Another stunningly beautiful weather day here. Just a touch of frost on the windshields and crunchy grass early this morning.
Woke up about 4am since i’d fallen asleep so early the evening before, but with a horrible headache. Took some Tylenol, fixed some mate, then opened the door to let Thunder in and along with him a bird flew in! Weird. So a little early morning excitement – Allen and i finally coaxed it out by turning off all the lights in the house and turning on the porch light. Birds are not like bats, they have to see where they are going.
My main project for today was to load up those little calves i talked about earlier and the thin bull and take them to market. Now we don’t have those baby calf feeding chores which frees up about 45 minutes a day! Not to mention just the inconvenience of being tied to this task twice a day. Most of that time is taken up with preparing the bottles and feeding the bottle calves. There is also no more feed costs.
Next big project was to prepare another 16 foot cattle panel into a circle which is what we use in south Missouri for decorative and useful end posts for fence. Once these are filled with rocks (and there are plenty of those on my farm there!) then they are set to go. Beautiful and functional at once. It is hard work to fill up them up, however.
Dallas put the second coat of linseed oil/mineral spirits on his lawn tractor trailer yesterday and took out a couple bales of hay for my cows up north. He also moved several more bales from the neighbour’s farm. We bought the rest of his hay bales just recently and while it’s dry, we are moving them off his farm as quickly as possible.
This afternoon and early evening will be spent at the Forage Systems Research Center‘s 50th anniversary with guest speaker, Dr Fred Martz, professor emeritus and former FSRC superintendent. It’ll be nice getting to visit with friends we haven’t seen for some time.

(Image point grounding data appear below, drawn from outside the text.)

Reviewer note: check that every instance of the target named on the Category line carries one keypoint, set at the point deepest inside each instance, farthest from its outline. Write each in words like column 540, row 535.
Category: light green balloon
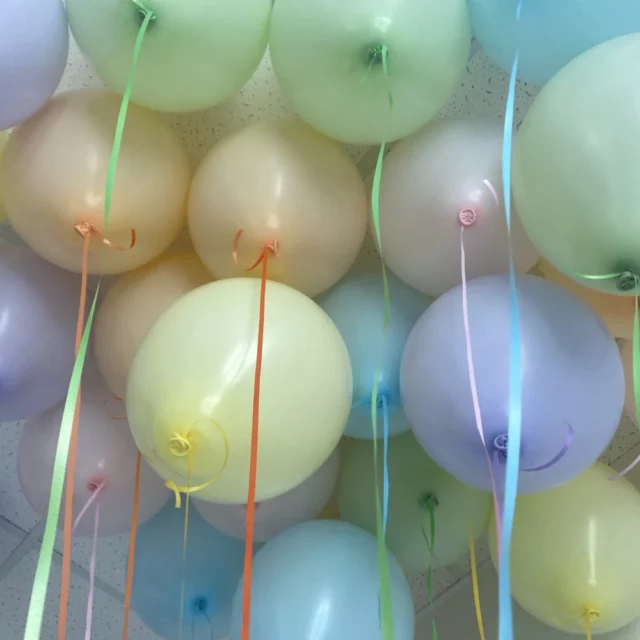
column 328, row 57
column 576, row 180
column 414, row 479
column 196, row 53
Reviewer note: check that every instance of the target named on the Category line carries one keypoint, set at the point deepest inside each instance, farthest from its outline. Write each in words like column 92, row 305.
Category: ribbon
column 505, row 628
column 253, row 464
column 128, row 590
column 64, row 462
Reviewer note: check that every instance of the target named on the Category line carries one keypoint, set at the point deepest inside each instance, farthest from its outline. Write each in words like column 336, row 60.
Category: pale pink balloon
column 106, row 455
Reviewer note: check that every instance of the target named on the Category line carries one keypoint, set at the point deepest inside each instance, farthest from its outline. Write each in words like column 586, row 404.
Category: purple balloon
column 38, row 316
column 572, row 382
column 34, row 45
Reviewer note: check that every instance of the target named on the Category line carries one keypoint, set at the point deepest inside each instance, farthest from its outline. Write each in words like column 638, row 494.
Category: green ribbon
column 386, row 612
column 35, row 614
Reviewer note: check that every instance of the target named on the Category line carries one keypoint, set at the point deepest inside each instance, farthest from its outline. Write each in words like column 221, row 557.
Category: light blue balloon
column 551, row 32
column 319, row 581
column 356, row 306
column 213, row 568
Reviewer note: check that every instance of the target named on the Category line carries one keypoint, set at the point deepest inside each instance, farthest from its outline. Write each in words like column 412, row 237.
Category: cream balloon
column 300, row 504
column 195, row 55
column 575, row 165
column 191, row 389
column 575, row 554
column 626, row 352
column 132, row 306
column 615, row 311
column 279, row 182
column 448, row 172
column 106, row 456
column 417, row 485
column 369, row 70
column 54, row 177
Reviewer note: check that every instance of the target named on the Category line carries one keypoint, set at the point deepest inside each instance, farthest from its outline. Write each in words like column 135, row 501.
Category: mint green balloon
column 329, row 57
column 195, row 54
column 576, row 165
column 415, row 481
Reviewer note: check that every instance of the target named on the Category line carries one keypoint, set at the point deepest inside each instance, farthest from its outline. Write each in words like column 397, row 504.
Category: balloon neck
column 467, row 217
column 429, row 501
column 627, row 281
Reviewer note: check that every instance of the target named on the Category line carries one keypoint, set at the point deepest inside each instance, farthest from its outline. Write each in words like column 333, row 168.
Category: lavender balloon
column 572, row 381
column 34, row 45
column 38, row 312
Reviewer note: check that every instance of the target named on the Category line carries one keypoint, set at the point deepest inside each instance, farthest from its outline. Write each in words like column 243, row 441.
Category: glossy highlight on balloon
column 34, row 45
column 357, row 307
column 284, row 183
column 447, row 172
column 38, row 308
column 54, row 176
column 195, row 55
column 210, row 573
column 319, row 581
column 574, row 553
column 415, row 481
column 572, row 382
column 575, row 163
column 191, row 387
column 338, row 63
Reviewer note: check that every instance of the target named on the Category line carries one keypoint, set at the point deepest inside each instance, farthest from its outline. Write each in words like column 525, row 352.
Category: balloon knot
column 467, row 217
column 627, row 281
column 429, row 501
column 179, row 445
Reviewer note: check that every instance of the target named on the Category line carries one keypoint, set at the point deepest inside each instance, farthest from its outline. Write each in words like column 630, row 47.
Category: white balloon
column 106, row 454
column 304, row 502
column 450, row 169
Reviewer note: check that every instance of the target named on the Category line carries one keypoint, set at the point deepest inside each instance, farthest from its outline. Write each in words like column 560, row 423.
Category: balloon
column 191, row 390
column 39, row 309
column 106, row 454
column 195, row 55
column 356, row 305
column 54, row 176
column 132, row 306
column 367, row 72
column 626, row 352
column 572, row 381
column 210, row 573
column 450, row 169
column 300, row 504
column 615, row 311
column 34, row 45
column 279, row 182
column 575, row 553
column 416, row 484
column 549, row 34
column 575, row 165
column 319, row 581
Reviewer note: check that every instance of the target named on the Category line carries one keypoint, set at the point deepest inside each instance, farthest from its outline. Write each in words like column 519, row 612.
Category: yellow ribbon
column 474, row 582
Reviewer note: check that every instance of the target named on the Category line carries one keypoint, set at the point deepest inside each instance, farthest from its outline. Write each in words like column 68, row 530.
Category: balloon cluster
column 302, row 405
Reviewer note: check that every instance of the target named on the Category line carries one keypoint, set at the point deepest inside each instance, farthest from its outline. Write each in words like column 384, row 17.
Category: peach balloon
column 54, row 177
column 132, row 306
column 615, row 311
column 279, row 182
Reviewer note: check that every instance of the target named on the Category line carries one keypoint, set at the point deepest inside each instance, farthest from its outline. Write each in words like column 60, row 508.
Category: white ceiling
column 482, row 93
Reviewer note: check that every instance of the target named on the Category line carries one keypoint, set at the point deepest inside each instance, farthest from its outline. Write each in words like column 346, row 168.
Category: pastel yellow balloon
column 191, row 389
column 279, row 182
column 575, row 553
column 54, row 176
column 615, row 311
column 132, row 306
column 196, row 53
column 340, row 64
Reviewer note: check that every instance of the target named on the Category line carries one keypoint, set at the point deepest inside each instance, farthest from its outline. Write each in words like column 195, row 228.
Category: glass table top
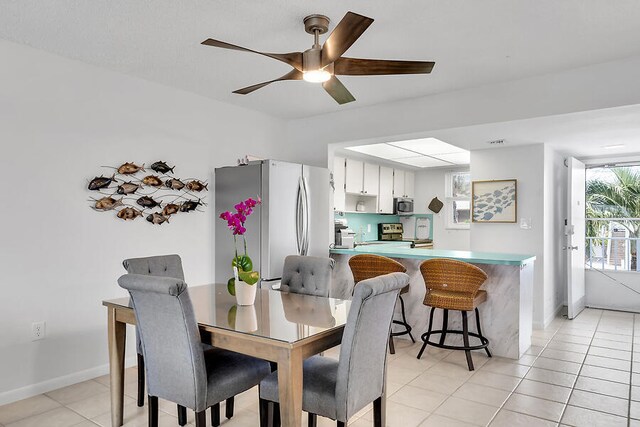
column 276, row 315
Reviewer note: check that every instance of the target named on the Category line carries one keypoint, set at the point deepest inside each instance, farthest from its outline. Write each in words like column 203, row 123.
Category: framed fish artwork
column 494, row 201
column 154, row 193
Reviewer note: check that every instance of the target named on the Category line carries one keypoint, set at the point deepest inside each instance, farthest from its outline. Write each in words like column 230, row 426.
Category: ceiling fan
column 321, row 64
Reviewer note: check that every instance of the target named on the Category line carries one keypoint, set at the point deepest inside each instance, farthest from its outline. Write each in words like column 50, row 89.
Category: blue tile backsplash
column 358, row 222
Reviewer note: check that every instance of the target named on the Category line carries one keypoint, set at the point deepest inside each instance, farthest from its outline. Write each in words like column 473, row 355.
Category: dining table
column 284, row 328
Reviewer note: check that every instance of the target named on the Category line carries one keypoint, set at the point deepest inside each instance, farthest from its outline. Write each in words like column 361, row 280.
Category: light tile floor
column 584, row 372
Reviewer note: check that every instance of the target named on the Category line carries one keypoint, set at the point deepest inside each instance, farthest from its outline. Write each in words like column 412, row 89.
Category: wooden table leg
column 117, row 333
column 290, row 388
column 383, row 401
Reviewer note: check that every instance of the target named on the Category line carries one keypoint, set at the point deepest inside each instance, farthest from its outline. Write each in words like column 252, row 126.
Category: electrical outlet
column 38, row 331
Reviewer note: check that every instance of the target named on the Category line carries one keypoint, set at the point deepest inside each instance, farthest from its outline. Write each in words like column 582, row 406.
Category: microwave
column 402, row 206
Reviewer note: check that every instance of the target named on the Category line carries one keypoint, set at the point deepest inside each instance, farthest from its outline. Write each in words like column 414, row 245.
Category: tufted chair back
column 161, row 265
column 363, row 350
column 308, row 275
column 164, row 314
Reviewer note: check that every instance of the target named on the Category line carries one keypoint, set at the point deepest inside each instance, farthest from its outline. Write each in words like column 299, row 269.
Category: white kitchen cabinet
column 371, row 179
column 398, row 183
column 403, row 183
column 354, row 176
column 385, row 194
column 339, row 184
column 361, row 178
column 409, row 184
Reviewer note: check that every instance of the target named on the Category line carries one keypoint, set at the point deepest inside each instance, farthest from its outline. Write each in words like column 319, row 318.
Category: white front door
column 575, row 237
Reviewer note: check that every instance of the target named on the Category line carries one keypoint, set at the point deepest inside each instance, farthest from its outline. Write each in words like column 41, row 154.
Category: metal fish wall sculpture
column 140, row 192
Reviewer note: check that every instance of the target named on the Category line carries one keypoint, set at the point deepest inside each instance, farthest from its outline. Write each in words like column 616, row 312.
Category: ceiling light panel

Cold temperatures have descended on north Missouri today and forecasted to hang around for at least the next 10 days! With the ground already frozen, these continued below freezing temps made
it tough to set up the sheep electric netting fence. Thankfully, I put up netting around several large bales of hay and running water for the sheep to stay put until the weather breaks, though I may have to chop ice if we don’t get any snow. Sheep really don’t need water if there is snow available.
No longer am I trying to graze the road banks with the sheep. Moving them down the bank is like pushing water now and with the ground frozen, it’s far too difficult to install the Kencove sheep netting fence. At this point, grazing the banks in the spring after green grass starts coming on will be the next time they are pushed out. Sheep grazing the banks eliminates the need for me to mow the banks with the brush hog, but it is extra work.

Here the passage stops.